This is part of my ongoing series of interviews with Data Scientists. Thomas Levi is a Data Scientist at Plenty of Fish (POF) an online dating website based in Vancouver. Thomas has a background in theoretical physics and at one point did string theory. Recently a lot of his work has involved topic models and other cool algorithms.
I present here a lightly edited version of his interview.
- What project have you worked on do you wish you could go back to, and do better?
You know, that’s a really hard question. The one that comes to mind is a study I did on user churn. The idea was to look at the first few hours or day of a user’s experience on the site and see if I could predict at various windows they would still be active. The goal here was twofold, first to make a reasonably good predictive model and second to identify the key actions users take that lead to them becoming engaged or deleting their account to improve user experience. The initial study I did was actually pretty solid. I had to do a lot of work to collect, clean and process the data (the sets were very large, so parallel querying, wrangling and de-normalization came into play) and then build some relatively simple models. Those models worked well and offered some insights. The study sort of stopped there though as other priorities took over, and the thinking was that I could always go back to it. Then we switched over our data pipe, and inadvertently a large chunk of that data was lost so the studies can’t be repeated or revisited. I wish I could go back and either save the sets, make sure we didn’t lose them, or have done more initial work to advance it. I still hope to get back to that someday, but it’ll take our new data pipe to be fully in place.

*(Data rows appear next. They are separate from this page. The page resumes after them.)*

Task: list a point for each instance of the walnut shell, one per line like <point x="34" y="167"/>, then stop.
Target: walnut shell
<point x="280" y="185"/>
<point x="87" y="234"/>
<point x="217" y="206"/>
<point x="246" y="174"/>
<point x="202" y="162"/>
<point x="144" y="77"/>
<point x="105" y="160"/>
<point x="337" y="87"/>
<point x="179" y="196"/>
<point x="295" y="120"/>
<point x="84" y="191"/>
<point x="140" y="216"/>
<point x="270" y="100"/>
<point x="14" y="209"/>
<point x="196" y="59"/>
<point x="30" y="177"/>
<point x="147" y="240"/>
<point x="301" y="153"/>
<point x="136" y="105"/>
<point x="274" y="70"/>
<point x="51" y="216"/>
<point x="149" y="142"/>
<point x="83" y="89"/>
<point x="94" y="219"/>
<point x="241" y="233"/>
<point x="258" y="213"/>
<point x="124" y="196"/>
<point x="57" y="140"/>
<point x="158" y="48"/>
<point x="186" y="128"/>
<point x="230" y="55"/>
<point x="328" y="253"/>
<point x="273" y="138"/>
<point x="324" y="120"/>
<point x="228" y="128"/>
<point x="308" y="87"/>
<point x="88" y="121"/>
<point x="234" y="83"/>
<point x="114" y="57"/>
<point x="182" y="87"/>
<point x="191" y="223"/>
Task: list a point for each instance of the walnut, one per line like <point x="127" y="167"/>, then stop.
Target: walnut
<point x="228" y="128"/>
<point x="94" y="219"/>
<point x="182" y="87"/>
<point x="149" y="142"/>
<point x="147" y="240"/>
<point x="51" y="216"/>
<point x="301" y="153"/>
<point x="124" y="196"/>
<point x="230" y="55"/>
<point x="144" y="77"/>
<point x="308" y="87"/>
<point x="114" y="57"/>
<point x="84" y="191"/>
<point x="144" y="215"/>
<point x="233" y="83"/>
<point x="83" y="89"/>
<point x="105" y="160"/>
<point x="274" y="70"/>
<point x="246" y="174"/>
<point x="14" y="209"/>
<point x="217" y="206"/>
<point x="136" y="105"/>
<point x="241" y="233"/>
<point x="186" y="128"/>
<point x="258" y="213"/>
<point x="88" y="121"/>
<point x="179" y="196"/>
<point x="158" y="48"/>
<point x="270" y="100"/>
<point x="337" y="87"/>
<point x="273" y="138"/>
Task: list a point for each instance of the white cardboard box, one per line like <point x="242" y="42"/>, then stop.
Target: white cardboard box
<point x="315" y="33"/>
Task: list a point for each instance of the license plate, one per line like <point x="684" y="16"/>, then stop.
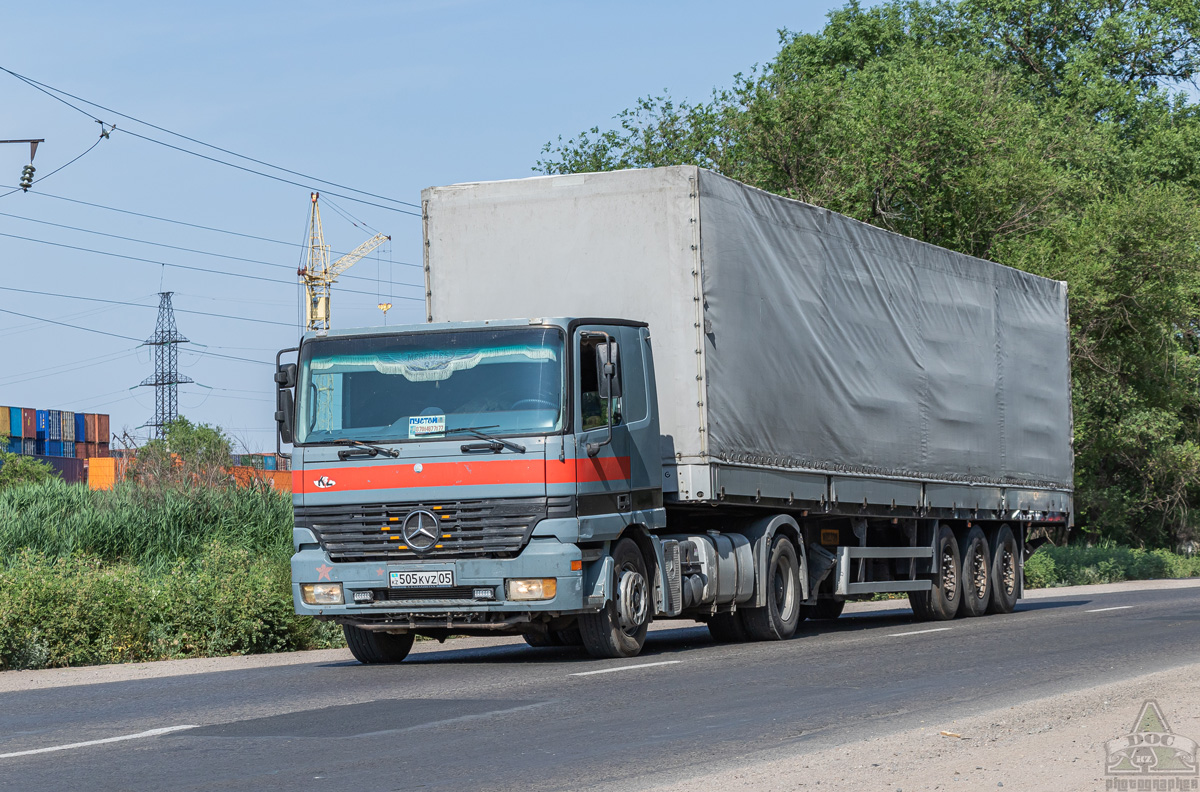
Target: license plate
<point x="432" y="579"/>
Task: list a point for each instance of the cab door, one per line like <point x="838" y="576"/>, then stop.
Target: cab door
<point x="603" y="457"/>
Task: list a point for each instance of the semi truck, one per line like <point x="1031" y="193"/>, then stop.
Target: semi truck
<point x="661" y="394"/>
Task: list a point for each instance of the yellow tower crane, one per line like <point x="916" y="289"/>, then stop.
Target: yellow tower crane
<point x="319" y="275"/>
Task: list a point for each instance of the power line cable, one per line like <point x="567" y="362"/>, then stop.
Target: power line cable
<point x="174" y="247"/>
<point x="183" y="267"/>
<point x="46" y="89"/>
<point x="139" y="305"/>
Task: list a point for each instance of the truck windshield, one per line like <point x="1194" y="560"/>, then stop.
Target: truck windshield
<point x="417" y="387"/>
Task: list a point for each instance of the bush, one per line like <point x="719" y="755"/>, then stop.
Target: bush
<point x="72" y="611"/>
<point x="1079" y="565"/>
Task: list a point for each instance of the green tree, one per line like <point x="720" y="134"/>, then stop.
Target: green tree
<point x="1047" y="135"/>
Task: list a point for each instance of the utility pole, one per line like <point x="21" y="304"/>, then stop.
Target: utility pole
<point x="166" y="379"/>
<point x="27" y="173"/>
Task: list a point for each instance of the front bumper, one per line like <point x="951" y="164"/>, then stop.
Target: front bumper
<point x="543" y="557"/>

- What advice do you have to younger analytics professionals and in particular PhD students in the Sciences?
Learn statistics. It’s the single best piece of advice I can offer. So many people equate Data Science with Machine Learning, and while that’s a large part of it, stats is just as if not more important. A lot of people don’t realize that machine learning is basically computational techniques for model fitting in statistics. A solid background in statistics really informs choices about model building as well as opening up whole other fields like experiment design/testing. When I interview or speak to people, I’m often surprised by how many people can tell me about deep learning, but not basic regression or how to run a split test properly.
- What do you wish you knew earlier about being a data scientist?
See above, I wish I knew more stats when I first started out. The other thing I’m still learning myself is communication. Coming from an academic background, I had a lot of practice giving talks, and teaching. Nearly all of that however, was to other specialists or at the least others of a similar background. In my current role, I interact a lot more with people who aren’t PhD level scientists, or aren’t even technical. Learning to communicate with them and still get my points across is an ongoing challenge. I wish I had had a bit more practice with those sort of things earlier on.
- How do you respond when you hear the phrase ‘big data’?
Honestly? I shudder. That phrase has become such a buzzword it’s pretty much lost all meaning. People throw it around pretty much everywhere at this point. The other bit that makes me shudder is when people tell me all about the size of their dataset, or how many nodes are in their cluster. Working with a very large amount of data can be exciting, but only insofar as the data itself is. I find there’s a growing culture of people who think the best way to solve a problem is to add more data and more features, which falls into the trap of overfitting and overly complicated models. There’s a reason things like sampling theory and feature selection exist, and it’s important to question if you’re using a “big data” set because you really need it for the problem at hand, or because you want to say you used one. That said, there are some problems and algorithms that require truly huge amounts of input, or some problems where aggregating/summarizing requires processing a very large amount of raw data and then it’s definitely appropriate.
I suppose I should actually define the term as I see it. To me, “big data” is any data size where the processing, storing and querying of the data becomes a difficult problem unto itself. I like that definition because it’s operational, it defines when I need to change up the way I think and approach a problem. I also like it because it scales, while today a data set of a particular size might be a “big data” set, in a few years it won’t be and something else will. My definition will still hold.
- What is the most exciting thing about your field?
What excites me is applying all of this machinery to actual real world problems. To me, it’s always about the insights and applications to our actual human experience. At POF that comes down to seeing how people interact, match up, etc. It’s most exciting to me when those insights bump up against our assumed standard lore. Moving beyond POF, I see the same sort of approach in a lot of other really interesting areas, whether it be from baseball stats, political polling, healthcare etc. There’s a lot of really interesting questions about the human condition that we can start to address with Data Science.
- How do you go about framing a data problem – in particular, how do you avoid spending too long, how do you manage expectations etc. How do you know what is good enough?
I think it comes down to the problem itself, and as part of that I mean what the business needs are. There have been times where something that just worked decently was needed on a very short time frame and other times where designing the best system was the deciding factor (e.g. when I built automatic scam and fraud detection which took about six months). For every problem or task at hand, I usually try to scope the requirements and the desired performance constraints and then start iterating. Sometimes the simplest model is accurate enough and the cost benefit of spending a large chunk of time for a small marginal gain really isn’t worth it. The other issue is whether this is a model for a report versus something that has to run in production like scam detection. Designing for production adds on a host of other requirements from performance, specific architectures and much more stringent error handling which greatly increases the time spent. It’s also important to remember that there’s nothing preventing you from going back to a problem. If the original model isn’t quite up to snuff anymore, or someone wants more accurate predictions you just go back. To that end, well documented, version controlled code and notebooks are essential.